Ó minha Dona Inês, ó alma minha,
Morta m' és tu ? Morte houve tão ousada,
Que contra ti pudesse ? Ouço-o e vivo ?
Eu vivo e tu és morta ? Ó morte crua !
Morte cega, mataste minha vida,
E não me vejo morto ? Abra-se a terra,
Sorva-me num momento, rompa-s' alma,
Aparte-se de um corpo tão pesado,
Que ma detém por força !
Ah ! minha Dona Inês, ah ! ah! minh'alma
Amor meu, meu desejo, meu cuidado,
Minh' esperança só, minh' alegria,
Mataram-te ? Mataram-te ? Tua alma
Inocente, fermosa, humilde e santa
Deixou já seu lugar ? Ah ! de teu sangue
S'encheram as espadas ? De teu sangue ?
Que espadas tão cruéis, que cruéis mãos ?
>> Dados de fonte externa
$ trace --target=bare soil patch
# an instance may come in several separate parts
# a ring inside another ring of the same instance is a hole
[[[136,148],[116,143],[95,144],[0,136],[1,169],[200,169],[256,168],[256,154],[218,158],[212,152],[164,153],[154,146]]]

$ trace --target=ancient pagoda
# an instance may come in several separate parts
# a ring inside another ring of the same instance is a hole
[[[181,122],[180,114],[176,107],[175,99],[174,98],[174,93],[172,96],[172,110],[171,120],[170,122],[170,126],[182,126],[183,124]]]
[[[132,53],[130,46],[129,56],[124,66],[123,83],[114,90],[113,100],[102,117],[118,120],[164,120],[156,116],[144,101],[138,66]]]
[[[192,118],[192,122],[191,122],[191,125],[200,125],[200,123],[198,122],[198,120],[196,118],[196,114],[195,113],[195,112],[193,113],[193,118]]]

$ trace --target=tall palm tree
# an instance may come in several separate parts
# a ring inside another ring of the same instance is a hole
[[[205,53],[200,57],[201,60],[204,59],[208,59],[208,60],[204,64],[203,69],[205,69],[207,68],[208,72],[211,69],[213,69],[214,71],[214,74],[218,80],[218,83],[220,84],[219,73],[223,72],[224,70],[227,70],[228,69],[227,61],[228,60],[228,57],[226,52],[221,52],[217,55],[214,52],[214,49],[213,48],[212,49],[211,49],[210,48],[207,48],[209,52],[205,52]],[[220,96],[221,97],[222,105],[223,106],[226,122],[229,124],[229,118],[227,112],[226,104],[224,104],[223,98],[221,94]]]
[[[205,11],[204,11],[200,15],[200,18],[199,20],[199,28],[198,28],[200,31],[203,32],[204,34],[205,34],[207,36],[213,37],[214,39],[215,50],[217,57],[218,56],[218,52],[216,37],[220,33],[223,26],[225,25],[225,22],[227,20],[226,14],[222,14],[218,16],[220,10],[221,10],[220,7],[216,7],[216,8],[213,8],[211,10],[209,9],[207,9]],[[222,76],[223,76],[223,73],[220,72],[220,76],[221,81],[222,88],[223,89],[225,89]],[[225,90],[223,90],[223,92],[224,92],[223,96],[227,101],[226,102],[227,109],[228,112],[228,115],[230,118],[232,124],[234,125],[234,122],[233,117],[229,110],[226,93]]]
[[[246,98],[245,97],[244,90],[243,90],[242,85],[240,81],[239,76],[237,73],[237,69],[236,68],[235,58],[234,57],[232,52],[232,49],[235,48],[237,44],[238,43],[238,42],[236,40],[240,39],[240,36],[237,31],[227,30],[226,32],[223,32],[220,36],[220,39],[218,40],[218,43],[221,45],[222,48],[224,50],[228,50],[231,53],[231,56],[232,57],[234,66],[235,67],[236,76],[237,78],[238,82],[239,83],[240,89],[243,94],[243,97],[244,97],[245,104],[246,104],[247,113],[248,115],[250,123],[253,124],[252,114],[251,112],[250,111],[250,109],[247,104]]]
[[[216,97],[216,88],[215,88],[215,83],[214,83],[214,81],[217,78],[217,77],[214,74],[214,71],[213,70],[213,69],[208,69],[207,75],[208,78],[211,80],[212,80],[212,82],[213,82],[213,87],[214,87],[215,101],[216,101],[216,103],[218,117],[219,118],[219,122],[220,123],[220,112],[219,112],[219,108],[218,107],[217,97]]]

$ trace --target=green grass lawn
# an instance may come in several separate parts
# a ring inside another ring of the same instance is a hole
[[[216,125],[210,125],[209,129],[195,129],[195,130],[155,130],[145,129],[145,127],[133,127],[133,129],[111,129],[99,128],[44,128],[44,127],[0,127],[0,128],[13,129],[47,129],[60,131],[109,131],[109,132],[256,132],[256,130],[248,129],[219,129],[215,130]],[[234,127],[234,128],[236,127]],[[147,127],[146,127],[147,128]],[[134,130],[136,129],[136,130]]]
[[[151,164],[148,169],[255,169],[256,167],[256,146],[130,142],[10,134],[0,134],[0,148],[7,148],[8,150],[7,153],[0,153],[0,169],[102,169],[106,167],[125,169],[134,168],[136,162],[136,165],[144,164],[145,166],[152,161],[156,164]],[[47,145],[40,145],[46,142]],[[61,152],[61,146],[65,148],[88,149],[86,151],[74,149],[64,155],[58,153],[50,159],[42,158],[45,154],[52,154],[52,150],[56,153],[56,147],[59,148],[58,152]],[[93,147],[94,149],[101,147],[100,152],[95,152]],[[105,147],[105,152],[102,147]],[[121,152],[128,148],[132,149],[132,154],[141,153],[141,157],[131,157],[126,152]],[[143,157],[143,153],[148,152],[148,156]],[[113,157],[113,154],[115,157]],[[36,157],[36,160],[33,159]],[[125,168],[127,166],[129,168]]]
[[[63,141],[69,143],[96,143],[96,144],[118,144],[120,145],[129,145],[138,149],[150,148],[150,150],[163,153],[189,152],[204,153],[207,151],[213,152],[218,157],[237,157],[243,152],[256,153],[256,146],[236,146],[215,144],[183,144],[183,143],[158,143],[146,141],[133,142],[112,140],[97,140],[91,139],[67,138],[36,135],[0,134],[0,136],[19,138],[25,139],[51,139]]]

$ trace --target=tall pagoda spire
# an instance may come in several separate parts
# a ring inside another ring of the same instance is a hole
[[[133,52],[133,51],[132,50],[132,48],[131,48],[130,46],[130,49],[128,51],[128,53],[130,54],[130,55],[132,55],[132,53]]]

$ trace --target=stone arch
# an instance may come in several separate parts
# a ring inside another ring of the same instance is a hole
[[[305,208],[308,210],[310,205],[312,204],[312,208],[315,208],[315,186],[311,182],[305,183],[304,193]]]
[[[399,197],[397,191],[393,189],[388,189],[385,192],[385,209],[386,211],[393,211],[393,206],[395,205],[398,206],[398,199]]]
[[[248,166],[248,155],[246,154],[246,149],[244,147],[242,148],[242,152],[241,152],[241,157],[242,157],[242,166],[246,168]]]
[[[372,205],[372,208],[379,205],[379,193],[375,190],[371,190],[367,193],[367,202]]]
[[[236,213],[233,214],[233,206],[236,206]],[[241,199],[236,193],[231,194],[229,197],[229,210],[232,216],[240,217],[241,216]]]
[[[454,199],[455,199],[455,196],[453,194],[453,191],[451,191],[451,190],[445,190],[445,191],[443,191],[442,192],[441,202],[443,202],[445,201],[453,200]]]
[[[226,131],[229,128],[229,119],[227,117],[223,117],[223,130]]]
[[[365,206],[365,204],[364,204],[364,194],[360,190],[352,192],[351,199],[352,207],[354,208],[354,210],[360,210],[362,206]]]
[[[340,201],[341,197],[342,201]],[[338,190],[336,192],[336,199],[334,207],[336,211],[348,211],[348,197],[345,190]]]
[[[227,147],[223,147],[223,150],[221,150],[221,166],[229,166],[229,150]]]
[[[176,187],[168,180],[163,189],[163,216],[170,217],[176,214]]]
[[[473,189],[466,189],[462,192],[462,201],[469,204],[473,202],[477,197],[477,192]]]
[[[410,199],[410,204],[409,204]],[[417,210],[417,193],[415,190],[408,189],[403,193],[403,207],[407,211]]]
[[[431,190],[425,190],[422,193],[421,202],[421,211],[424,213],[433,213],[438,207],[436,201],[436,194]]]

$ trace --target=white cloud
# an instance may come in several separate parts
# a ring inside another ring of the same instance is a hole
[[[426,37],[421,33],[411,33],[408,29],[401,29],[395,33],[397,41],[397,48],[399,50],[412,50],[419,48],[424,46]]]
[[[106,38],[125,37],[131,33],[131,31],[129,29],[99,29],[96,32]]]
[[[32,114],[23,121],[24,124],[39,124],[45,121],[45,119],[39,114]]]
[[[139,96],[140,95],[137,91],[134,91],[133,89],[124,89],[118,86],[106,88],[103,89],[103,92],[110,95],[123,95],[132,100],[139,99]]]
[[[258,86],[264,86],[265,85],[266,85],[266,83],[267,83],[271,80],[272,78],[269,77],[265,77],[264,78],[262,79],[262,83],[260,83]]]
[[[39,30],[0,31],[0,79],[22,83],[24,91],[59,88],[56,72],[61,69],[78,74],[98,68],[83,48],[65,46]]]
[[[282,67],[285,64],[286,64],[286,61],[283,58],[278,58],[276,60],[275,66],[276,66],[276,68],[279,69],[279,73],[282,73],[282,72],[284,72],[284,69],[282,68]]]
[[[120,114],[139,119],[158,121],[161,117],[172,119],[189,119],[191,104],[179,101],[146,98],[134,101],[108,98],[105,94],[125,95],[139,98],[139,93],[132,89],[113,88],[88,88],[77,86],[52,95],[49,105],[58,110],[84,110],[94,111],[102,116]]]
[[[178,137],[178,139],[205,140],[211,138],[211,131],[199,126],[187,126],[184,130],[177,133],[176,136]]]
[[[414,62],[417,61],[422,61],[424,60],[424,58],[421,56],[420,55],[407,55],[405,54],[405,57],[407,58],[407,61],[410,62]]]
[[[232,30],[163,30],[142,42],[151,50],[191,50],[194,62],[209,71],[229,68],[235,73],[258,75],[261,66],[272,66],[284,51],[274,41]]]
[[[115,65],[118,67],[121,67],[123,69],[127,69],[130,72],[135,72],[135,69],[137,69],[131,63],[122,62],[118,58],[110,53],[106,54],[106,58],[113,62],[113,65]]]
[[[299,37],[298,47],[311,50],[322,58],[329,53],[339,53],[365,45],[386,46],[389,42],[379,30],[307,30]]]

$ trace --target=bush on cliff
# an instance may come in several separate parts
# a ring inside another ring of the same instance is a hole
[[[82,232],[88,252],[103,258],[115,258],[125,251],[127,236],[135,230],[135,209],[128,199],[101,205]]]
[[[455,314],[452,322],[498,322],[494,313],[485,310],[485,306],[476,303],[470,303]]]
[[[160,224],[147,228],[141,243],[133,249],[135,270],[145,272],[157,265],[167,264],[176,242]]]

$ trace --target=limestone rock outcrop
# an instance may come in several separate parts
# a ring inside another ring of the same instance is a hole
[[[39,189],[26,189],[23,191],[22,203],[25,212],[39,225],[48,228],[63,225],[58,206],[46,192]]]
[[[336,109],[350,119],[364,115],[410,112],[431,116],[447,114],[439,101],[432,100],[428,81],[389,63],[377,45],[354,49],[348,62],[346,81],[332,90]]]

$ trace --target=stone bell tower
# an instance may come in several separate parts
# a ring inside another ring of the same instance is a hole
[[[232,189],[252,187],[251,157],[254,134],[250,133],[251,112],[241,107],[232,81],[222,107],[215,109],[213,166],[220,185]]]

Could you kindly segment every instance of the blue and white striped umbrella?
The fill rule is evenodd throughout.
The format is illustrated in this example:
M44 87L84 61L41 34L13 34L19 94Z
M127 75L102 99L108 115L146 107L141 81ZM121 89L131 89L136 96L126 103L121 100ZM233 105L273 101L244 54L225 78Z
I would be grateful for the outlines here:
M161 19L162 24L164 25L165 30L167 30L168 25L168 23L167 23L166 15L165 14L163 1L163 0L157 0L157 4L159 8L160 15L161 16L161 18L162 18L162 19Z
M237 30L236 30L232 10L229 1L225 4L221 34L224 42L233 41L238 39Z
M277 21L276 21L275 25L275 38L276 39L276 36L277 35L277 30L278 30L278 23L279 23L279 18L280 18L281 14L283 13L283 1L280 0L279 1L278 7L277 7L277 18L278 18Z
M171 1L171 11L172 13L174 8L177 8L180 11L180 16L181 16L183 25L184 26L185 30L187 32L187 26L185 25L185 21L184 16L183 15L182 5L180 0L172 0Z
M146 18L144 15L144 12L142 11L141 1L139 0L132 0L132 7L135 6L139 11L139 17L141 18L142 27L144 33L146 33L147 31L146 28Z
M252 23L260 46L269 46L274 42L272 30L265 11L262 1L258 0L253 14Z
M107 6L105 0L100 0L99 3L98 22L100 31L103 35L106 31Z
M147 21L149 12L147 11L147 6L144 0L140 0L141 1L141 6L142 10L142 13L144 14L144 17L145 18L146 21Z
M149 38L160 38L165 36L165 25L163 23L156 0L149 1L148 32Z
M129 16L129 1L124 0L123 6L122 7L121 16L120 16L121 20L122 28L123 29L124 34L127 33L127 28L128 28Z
Ah ! Como se moveram contra ti ?
Como tiveram forças, como fios
Aqueles duros ferros contra ti ?
Como tal consentiste, Rei cruel ?
Inimigo meu, não pai, inimigo meu !
Porque assim me mataste ? Ó leões bravos !
Ó tigres ! Ó serpentes ! que tal sede
Tínheis deste meu sangue ! Por que causa
Vos não vínheis em mim fartar vossa ira ?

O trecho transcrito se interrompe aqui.